Scalable Job Tracking¶

The Python bindings provide two scalable mechanisms for tracking jobs:

Poll-based tracking: The Schedd can be periodically polled through the use of xquery() to get job status information.

Event-based tracking: Using the job’s user log, Python can see all job events and keep an in-memory representation of the job status.

Both poll- and event-based tracking have their strengths and weaknesses; the intrepid user can even combine both methodologies to have extremely reliable, low-latency job status tracking.

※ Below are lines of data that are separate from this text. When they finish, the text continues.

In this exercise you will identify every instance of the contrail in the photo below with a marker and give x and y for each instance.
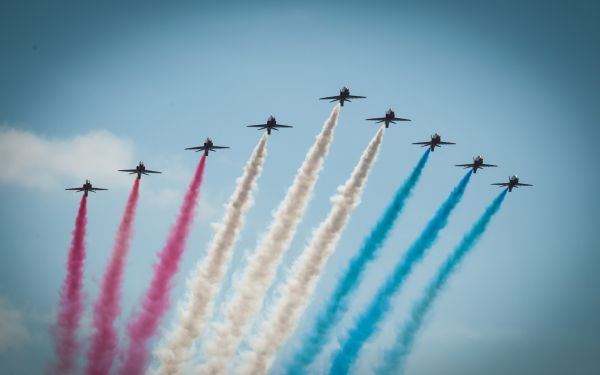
(367, 323)
(71, 299)
(295, 295)
(143, 324)
(260, 271)
(105, 338)
(337, 305)
(395, 357)
(204, 283)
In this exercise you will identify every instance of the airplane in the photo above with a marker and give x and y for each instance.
(270, 125)
(343, 97)
(390, 117)
(477, 164)
(208, 146)
(436, 141)
(513, 182)
(87, 186)
(139, 170)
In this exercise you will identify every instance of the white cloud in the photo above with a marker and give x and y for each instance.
(38, 162)
(13, 331)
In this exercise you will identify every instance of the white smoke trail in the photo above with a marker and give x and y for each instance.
(260, 271)
(203, 284)
(295, 294)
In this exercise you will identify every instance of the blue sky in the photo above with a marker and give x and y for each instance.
(87, 87)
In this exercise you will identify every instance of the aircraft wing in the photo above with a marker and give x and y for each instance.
(198, 148)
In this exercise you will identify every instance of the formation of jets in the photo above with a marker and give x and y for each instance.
(139, 170)
(344, 96)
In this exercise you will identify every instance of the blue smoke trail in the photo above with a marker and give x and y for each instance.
(338, 302)
(395, 357)
(367, 323)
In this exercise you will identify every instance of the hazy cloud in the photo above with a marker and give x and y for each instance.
(38, 162)
(13, 331)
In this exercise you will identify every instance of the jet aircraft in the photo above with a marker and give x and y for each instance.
(476, 164)
(139, 170)
(513, 182)
(436, 141)
(390, 117)
(87, 186)
(270, 125)
(343, 97)
(208, 146)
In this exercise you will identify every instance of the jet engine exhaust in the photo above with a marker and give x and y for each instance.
(260, 270)
(295, 294)
(368, 321)
(203, 284)
(71, 298)
(337, 305)
(105, 339)
(395, 357)
(144, 322)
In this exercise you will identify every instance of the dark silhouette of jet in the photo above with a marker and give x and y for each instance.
(476, 164)
(390, 118)
(343, 97)
(139, 170)
(436, 141)
(513, 182)
(87, 186)
(208, 146)
(270, 125)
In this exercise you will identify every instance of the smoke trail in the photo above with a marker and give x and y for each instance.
(395, 357)
(204, 284)
(144, 323)
(338, 302)
(104, 344)
(261, 267)
(71, 300)
(367, 323)
(295, 295)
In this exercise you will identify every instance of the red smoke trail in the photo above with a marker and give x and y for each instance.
(71, 304)
(108, 307)
(144, 323)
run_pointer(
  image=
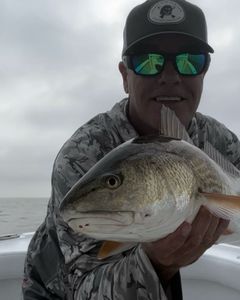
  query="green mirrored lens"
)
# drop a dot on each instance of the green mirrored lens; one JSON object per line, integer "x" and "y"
{"x": 148, "y": 64}
{"x": 190, "y": 64}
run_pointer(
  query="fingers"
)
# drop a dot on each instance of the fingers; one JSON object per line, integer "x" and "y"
{"x": 188, "y": 242}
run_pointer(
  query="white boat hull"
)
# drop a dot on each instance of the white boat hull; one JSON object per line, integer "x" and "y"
{"x": 215, "y": 276}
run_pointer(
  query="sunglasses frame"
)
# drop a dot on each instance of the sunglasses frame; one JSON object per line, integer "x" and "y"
{"x": 167, "y": 57}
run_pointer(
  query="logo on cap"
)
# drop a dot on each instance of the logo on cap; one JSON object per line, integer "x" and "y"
{"x": 166, "y": 11}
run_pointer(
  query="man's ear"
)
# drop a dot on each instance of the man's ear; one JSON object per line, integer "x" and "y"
{"x": 208, "y": 63}
{"x": 123, "y": 70}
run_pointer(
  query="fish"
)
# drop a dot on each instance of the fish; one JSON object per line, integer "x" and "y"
{"x": 145, "y": 188}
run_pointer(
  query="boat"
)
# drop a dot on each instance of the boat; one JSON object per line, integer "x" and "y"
{"x": 215, "y": 276}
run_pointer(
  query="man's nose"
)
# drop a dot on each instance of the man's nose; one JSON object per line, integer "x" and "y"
{"x": 169, "y": 74}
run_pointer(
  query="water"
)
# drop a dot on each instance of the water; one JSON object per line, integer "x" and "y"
{"x": 18, "y": 215}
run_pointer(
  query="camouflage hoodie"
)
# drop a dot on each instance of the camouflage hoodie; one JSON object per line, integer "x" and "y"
{"x": 63, "y": 265}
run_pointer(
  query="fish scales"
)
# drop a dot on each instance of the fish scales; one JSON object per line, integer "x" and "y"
{"x": 144, "y": 189}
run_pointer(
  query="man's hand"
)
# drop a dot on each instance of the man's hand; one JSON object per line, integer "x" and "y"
{"x": 185, "y": 245}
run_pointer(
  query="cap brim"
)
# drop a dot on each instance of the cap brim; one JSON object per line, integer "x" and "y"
{"x": 199, "y": 44}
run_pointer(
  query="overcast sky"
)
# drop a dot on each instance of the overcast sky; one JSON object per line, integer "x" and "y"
{"x": 58, "y": 68}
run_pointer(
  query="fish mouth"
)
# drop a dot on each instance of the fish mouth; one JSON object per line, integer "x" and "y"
{"x": 92, "y": 218}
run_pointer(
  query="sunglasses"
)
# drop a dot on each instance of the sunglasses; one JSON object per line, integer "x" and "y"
{"x": 151, "y": 64}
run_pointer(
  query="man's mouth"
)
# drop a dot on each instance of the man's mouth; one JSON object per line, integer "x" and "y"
{"x": 168, "y": 99}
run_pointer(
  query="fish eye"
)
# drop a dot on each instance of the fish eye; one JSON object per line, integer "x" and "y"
{"x": 112, "y": 181}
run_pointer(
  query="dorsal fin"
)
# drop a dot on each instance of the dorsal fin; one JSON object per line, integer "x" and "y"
{"x": 171, "y": 126}
{"x": 215, "y": 155}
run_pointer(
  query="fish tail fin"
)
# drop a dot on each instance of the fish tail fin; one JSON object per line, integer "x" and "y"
{"x": 225, "y": 207}
{"x": 110, "y": 248}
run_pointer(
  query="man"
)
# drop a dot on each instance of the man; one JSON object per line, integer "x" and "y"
{"x": 165, "y": 58}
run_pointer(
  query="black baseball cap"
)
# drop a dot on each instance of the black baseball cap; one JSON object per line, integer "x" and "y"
{"x": 157, "y": 17}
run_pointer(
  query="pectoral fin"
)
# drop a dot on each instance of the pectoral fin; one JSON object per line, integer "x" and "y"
{"x": 223, "y": 206}
{"x": 110, "y": 248}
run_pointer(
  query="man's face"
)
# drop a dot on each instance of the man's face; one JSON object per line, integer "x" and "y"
{"x": 147, "y": 94}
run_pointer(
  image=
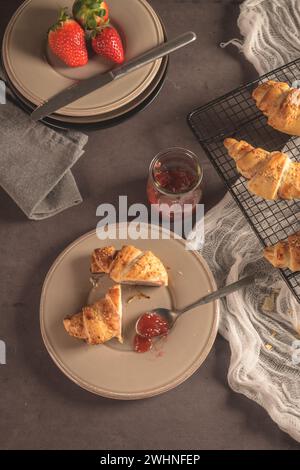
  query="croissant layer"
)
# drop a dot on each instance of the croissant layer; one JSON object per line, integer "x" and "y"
{"x": 281, "y": 104}
{"x": 272, "y": 175}
{"x": 100, "y": 322}
{"x": 130, "y": 266}
{"x": 285, "y": 254}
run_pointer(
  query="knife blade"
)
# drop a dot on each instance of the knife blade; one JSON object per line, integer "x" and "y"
{"x": 82, "y": 88}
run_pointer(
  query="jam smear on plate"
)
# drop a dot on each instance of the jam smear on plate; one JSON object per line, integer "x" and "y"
{"x": 150, "y": 325}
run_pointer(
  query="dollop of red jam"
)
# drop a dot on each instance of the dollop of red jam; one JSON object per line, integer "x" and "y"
{"x": 150, "y": 325}
{"x": 175, "y": 180}
{"x": 142, "y": 344}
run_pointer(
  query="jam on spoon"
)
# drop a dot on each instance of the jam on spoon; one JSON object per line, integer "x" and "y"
{"x": 149, "y": 326}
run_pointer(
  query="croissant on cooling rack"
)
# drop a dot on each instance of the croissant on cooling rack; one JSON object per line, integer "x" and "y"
{"x": 285, "y": 254}
{"x": 129, "y": 266}
{"x": 99, "y": 322}
{"x": 272, "y": 175}
{"x": 281, "y": 104}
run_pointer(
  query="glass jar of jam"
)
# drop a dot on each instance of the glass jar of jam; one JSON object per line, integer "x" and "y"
{"x": 174, "y": 182}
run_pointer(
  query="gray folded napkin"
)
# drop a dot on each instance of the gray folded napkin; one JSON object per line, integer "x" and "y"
{"x": 35, "y": 163}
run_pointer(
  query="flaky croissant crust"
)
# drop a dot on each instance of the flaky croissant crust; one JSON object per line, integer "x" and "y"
{"x": 281, "y": 104}
{"x": 272, "y": 175}
{"x": 285, "y": 254}
{"x": 129, "y": 266}
{"x": 100, "y": 322}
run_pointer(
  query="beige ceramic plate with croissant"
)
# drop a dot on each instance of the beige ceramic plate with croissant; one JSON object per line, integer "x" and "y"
{"x": 113, "y": 369}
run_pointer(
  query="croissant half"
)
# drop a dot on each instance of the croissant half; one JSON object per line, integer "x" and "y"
{"x": 272, "y": 175}
{"x": 285, "y": 254}
{"x": 281, "y": 104}
{"x": 129, "y": 266}
{"x": 99, "y": 322}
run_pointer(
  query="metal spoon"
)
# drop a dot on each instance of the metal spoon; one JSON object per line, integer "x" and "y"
{"x": 171, "y": 316}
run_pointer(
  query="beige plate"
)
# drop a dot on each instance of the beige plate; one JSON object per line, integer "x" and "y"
{"x": 113, "y": 370}
{"x": 38, "y": 75}
{"x": 107, "y": 116}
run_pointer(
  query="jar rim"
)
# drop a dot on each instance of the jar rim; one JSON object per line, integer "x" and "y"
{"x": 184, "y": 152}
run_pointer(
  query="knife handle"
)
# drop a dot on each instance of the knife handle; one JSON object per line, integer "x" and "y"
{"x": 154, "y": 54}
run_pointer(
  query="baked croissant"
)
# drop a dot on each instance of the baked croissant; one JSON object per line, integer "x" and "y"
{"x": 272, "y": 175}
{"x": 285, "y": 254}
{"x": 100, "y": 322}
{"x": 281, "y": 104}
{"x": 129, "y": 266}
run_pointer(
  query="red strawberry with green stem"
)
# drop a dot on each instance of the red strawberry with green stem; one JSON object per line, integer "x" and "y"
{"x": 66, "y": 39}
{"x": 107, "y": 42}
{"x": 91, "y": 13}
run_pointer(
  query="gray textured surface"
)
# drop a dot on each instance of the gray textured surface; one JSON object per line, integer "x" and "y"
{"x": 39, "y": 407}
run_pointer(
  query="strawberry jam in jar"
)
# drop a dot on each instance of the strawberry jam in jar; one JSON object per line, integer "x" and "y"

In this module, we outline the important design considerations behind each approach and walk through examples.

Poll-based Tracking¶

Poll-based tracking involves periodically querying the schedd(s) for jobs of interest. We have covered the technical aspects of querying the Schedd in prior tutorials. Beside the technical means of polling, important aspects to consider are how often the poll should be performed and how much data should be retrieved.

Note

When xquery() is used, the query will cause the schedd to fork up to SCHEDD_QUERY_WORKERS simultaneous workers. Beyond that point, queries will be handled in a non-blocking manner inside the main condor_schedd process. Thus, the memory used by many concurrent queries can be reduced by decreasing SCHEDD_QUERY_WORKERS.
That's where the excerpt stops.